Hallo alle zusammen,

Ich habe folgendes Problem: ich muss aus einer Tabelle alle Datensätze löschen, wo
artikel_nr "so und so" ist. Nur habe ich 31000 solche artikeln_nr, dessen Datensätze gelöscht werden sollen.
Die Artikeln_nr stehen in einer separaten Tabelle.

Wie kann ich im SQL Befehl etwas wie eine Schleife einbauen, oder geht das gar nicht.

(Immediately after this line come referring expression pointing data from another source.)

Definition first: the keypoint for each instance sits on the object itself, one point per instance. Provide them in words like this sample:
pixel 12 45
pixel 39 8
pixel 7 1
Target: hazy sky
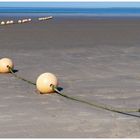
pixel 70 4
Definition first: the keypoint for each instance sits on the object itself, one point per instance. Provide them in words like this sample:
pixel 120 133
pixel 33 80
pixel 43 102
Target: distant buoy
pixel 44 82
pixel 4 62
pixel 8 22
pixel 2 23
pixel 11 21
pixel 19 21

Für einen Tipp werde ich mich sehr freuen


----------



## ARadauer (28. Okt 2008)

mit einem inner select kannst du das lösen

..

delete from TabelleA where artikel_Nr in (Select artikel_Nr from tabelleB wehre blablalbalbaba)


----------



## Solna (28. Okt 2008)

Ich habe da noch größe,

Also artikel_nr und Größe,

Ich weiß jetzt nicht was ich mit dem zweten Parameter (Größe) machen soll....  

könntest du vielleicht noch genauer schreiben, bitte


----------



## HoaX (28. Okt 2008)

was willst du mit der größe machen?

egal was, es jetzt ein zu setzen sollte doch ein leichtes sein ...


----------



## Solna (28. Okt 2008)

Es ist so, dass es Artikeln mit dem selben Art_nr gibts, aber in verschiedenen Größen.
Und in Tabelle stehen Artikel und Größe. Das ist wichtig, weil
z.B. alle Datensätze von artikel nr 5000 gr 52 gelöscht werden sollen, und von artikel_nr 5000 gr 48 - NICHT.

Aslo, dann soll ich sagen, nimm mir aus der Tabelle Art_nr UND Größe und das genau geht nicht :bahnhof:


----------



## ARadauer (28. Okt 2008)

warum nicht?


delete from artikel where art_nr = 5000 and gr = 48


----------